Lesson 5. Perfix Sums - MinAvgTwoSlice #1

1. 문제

A non-empty array A consisting of N integers is given. A pair of integers (P, Q), such that 0 ≤ P < Q < N, is called a slice of array A (notice that the slice contains at least two elements). The average of a slice (P, Q) is the sum of A[P] + A[P + 1] + ... + A[Q] divided by the length of the slice. To be precise, the average equals (A[P] + A[P + 1] + ... + A[Q]) / (Q − P + 1).
For example, array A such that:
A[0] = 4
A[1] = 2
A[2] = 2
A[3] = 5
A[4] = 1
A[5] = 5
A[6] = 8

contains the following example slices:
slice (1, 2), whose average is (2 + 2) / 2 = 2;
slice (3, 4), whose average is (5 + 1) / 2 = 3;
slice (1, 4), whose average is (2 + 2 + 5 + 1) / 4 = 2.5.
The goal is to find the starting position of a slice whose average is minimal.

Write a function:
  int solution(vector<int> &A);

that, given a non-empty array A consisting of N integers, returns the starting position of the slice with the minimal average. If there is more than one slice with a minimal average, you should return the smallest starting position of such a slice.
For example, given array A such that:
A[0] = 4
A[1] = 2
A[2] = 2
A[3] = 5
A[4] = 1
A[5] = 5
A[6] = 8
the function should return 1, as explained above.

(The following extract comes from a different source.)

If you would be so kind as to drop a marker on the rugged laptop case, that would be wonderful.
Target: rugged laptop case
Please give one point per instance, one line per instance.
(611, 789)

Write an efficient algorithm for the following assumptions:
  - N is an integer within the range [2..100,000];
  - each element of array A is an integer within the range [−10,000..10,000].

 

주어진 배열에서 최저 평균 값을 가지는 구간의 시작 index를 구하는 문제.

예) return 1

A[0]	A[1]	A[2]	A[3]	A[4]	A[5]	A[6]
4	2	2	5	1	5	8

Slice	Average
(1, 2)	(2 + 2) / 2 = 4
(3, 4)	(5 + 1) / 2 =3
(1, 4)	(2 + 2 + 5 + 1) / 4 = 2.5

 

 

2. 매개변수 조건

• vector A 크기: 2 ~ 1,000,000
• vector A 요소 값: -10,000 ~ 10,000

 

 

3. 코드 (C++)

모든 평균 값을 구한다.

int solution(vector<int> &A) {

    double min = 10001;
    int pos = 0;

    for(size_t i = 0 ; i < A.size(); i++)
    {
        double avg = 0;
        int cnt = 1;
        int sum = A[i];
        
        //모든 경우의 평균값을 구한다
        for(size_t j = i + 1; j < A.size(); j++)
        {
            sum += A[j];
            cnt++;
            avg = static_cast<double>(sum) / cnt;
            
            //현재 구한 평균 값이, 가장 작은 값이라면
            if(avg < min)
            {
                min = avg;
                pos = i;
            }
        }
    }

    return pos;
}

 

 

4. 결과